PDA

View Full Version : WebMethods amp Informatica 15000 pdfbs once per month


wleishman
05-26-2003, 08:45
Hi.
We have a requirement to transfer 15,000 PDF's from our mainframe to two image repository applications (FileNet & Calligo) once per month. Each PDF is approximately 1MB.

Our ETL tool (Informatica) can (in theory) retrieve the PDF's from the mainframe (using their PowerConnect for Mainframe). The repository applications require the use of an api....but Informatica does not have a connection to FileNet or Calligo. The can write binary (blob) to some rdbms's (like MS Sql server but not Oracle). Our company uses Oracle.

We do have the new PowerConnect for webMethods, which gives Informatica the ability to pub/sub with webMethods broker.

I'm thinking of using a combo-solution. Informatica to retrieve the PDF's, and publish (using PowerConnect for webMethods) to the broker.

We would then create two custom webMethods adapters. One to talk to FileNet using their Java api, and the other to talk to Calligo using their Java api. These adapters would subscribe to the documents published from Informatica.

Could I get some thoughts on this ?

Any concerns about webMethods broker (5.0.1. right now, and 6.0.1 eventually) handling 15,000 1MB documents once per month ?

Regards,

Wayne

reamon
05-27-2003, 21:26
A 1MB event seems a bit huge for a document/event. You might consider not using the broker (no real need for pub/sub here) and either writing custom connectivity for Informatica to FileNet/Calligo (seeing as you'd be writing custom code for wM Broker anyway) or going through IS instead, which has better support for large doc handling.

wleishman
05-28-2003, 06:13
Rob, thanks very much for the feedback.

Regards,

Wayne

fredh666
05-28-2003, 10:30
My guess is that for a 1M doc on a fast network would not require compression.

If using IS the main issue would be getting some concurrency to utilize the network and disks, but not too much to run out of RAM.

Given that the data is PDF and, therefore, doesn't need to be transformed, you really would just need a service that gets the file using the IS Mainframe Adapter and a service that puts a stream (or blob depending on the APIs available from FileNet & Calligo). Also, I would make a "launcher" service.

The launcher would be a service scheduled to run each month that knows what docs need to be copied. It could kick off XX copies of the GetPut service (where XX is the number of concurrent transfers that can be supported by the hardware).

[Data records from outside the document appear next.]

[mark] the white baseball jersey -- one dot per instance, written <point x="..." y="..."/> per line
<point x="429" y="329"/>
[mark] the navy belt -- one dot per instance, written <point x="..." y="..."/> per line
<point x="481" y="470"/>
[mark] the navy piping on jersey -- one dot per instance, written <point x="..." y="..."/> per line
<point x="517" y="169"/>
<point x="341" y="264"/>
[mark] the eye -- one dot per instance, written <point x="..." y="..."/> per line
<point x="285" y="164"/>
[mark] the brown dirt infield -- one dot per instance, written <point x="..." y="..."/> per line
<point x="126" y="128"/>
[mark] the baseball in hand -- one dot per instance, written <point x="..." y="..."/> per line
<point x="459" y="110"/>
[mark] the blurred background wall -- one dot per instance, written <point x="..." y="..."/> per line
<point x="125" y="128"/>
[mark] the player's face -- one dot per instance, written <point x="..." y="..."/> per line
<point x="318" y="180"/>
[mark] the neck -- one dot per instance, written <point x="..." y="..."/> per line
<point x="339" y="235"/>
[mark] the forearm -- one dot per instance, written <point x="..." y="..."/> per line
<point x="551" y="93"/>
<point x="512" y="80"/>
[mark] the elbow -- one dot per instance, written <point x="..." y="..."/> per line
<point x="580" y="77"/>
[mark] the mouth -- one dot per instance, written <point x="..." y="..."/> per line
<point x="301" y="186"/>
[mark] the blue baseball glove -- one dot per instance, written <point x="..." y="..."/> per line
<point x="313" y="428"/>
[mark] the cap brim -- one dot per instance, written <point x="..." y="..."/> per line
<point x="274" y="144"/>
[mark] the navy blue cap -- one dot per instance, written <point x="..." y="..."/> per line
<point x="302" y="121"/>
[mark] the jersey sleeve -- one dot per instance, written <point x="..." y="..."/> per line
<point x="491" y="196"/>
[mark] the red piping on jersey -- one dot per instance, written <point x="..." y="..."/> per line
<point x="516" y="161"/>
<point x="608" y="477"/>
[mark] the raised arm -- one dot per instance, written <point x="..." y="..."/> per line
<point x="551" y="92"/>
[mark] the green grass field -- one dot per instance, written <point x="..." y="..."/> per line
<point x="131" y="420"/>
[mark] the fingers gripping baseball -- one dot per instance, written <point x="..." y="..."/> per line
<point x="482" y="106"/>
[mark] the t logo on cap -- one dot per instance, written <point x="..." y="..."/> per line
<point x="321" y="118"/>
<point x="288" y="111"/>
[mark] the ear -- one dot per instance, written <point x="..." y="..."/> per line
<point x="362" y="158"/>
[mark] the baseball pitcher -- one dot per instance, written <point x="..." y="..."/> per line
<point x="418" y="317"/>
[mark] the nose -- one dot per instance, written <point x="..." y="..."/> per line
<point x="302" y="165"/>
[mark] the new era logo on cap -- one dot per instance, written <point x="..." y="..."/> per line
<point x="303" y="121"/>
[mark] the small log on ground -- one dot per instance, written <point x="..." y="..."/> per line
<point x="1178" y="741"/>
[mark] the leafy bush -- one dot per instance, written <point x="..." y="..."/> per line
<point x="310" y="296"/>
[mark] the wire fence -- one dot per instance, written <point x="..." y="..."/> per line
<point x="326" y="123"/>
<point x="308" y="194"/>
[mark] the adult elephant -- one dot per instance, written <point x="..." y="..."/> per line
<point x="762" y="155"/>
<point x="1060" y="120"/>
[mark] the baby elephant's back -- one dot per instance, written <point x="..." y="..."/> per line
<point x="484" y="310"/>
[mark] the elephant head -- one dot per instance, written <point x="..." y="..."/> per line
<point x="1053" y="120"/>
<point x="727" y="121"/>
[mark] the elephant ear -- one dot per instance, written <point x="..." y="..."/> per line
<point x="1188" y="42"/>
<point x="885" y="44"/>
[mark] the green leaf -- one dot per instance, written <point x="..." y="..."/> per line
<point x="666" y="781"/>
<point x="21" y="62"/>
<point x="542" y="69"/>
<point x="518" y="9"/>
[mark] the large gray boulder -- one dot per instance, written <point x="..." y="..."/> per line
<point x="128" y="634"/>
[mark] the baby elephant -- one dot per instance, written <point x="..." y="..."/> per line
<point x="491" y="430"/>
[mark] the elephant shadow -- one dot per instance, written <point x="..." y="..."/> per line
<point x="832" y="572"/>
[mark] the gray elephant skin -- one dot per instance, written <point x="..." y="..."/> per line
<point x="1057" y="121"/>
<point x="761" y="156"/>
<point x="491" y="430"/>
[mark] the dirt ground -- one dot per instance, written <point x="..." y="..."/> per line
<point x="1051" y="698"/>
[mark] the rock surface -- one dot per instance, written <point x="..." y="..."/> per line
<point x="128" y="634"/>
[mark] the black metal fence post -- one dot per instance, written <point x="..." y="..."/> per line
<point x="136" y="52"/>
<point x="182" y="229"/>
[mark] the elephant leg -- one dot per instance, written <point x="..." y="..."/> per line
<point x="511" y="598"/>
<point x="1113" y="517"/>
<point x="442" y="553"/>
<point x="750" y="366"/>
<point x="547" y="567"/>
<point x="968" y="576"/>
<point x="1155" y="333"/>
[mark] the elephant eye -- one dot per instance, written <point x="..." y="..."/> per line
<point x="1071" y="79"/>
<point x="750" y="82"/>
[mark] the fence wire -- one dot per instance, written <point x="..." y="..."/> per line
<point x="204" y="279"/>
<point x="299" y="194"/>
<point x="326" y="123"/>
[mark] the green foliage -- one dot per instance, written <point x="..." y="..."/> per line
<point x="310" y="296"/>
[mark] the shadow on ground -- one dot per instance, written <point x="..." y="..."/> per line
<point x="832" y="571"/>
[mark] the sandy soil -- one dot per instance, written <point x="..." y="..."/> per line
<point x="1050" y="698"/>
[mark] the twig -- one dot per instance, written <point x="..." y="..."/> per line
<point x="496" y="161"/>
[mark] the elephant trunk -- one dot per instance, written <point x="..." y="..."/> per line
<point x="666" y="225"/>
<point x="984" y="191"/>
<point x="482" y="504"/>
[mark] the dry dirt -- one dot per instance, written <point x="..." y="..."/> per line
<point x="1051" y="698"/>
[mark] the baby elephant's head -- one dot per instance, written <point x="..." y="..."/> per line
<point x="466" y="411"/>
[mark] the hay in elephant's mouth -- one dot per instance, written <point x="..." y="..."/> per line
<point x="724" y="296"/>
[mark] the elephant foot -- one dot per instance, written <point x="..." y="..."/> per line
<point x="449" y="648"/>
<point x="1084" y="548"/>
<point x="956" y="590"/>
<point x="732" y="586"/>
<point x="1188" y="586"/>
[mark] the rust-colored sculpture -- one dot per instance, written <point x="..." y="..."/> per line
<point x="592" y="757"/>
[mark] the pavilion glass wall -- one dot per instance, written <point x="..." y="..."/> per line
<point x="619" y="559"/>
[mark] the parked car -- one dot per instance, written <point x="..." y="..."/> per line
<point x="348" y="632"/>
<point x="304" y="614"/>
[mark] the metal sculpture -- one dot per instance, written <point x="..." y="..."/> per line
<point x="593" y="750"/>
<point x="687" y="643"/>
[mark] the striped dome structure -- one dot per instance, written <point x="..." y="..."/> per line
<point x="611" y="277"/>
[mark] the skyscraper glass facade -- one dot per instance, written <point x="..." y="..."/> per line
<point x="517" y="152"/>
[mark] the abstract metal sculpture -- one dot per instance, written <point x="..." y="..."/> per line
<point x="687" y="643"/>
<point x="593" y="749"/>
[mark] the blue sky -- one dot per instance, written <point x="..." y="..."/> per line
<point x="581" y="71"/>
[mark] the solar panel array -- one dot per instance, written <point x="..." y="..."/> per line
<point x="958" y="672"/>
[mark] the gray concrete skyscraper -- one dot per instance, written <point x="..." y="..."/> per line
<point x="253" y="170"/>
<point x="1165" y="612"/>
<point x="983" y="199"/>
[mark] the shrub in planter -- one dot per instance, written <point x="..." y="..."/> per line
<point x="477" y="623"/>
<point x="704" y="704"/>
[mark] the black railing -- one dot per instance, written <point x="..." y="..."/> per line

To get 1500 transferred in a day, you would need a little more than 1 a minute. I hear the IS Mainframe stuff is pretty smokin' fast, so the bottleneck would probably be inserting into the doc management systems.

wleishman
05-28-2003, 10:40
Fred thanks for the feedback. Unfortunately the webMethods Mainframe server/adapter does not allow us to retrieve PDF's from the mainframe. It can connect to CICS and IMS, but not VSAM or flat files on the mainframe. Perhaps we can create a custom CICS program to read these files, and then use the webMethods mainframe server/adapter to get the data. Not sure though.
The Informatica PowerConnect for Mainframe (which we have) can (in theory) retrieve data from Partitioned DataSets (PDS) on the mainframe.

Keep those ideas coming ! http://www.wmusers.com/wmusers/clipart/happy.gif

Regards,

Wayne

jbraunstein
06-17-2003, 18:51
webM is not well designed for batch processes or large file transfer. Informatica IS well designed for batch processes and large amounts of data (at least, that's what I keep hearing from the Datawarehousing guys). As Rob mentioned, there is no webM adapter for either app, so your either going to be writing custom Java services or using the ADK to create a pre-packaged Adapter in webM.

I dont know much about Informatica's development platform, but I would be extremely surprised if they dont have the capability to write Java code, similiar to writing Java services in Developer. Every Integration vendor has capability to write Java code in their platform.

So, if the choice is to write custom connectivity in Informatica or webM, for this particular process, I would transfer through Informatica and only use webM as the real-time triggering, status reporting, and event controllling (Start, End) parts of the Integration. Send the files through Informatica.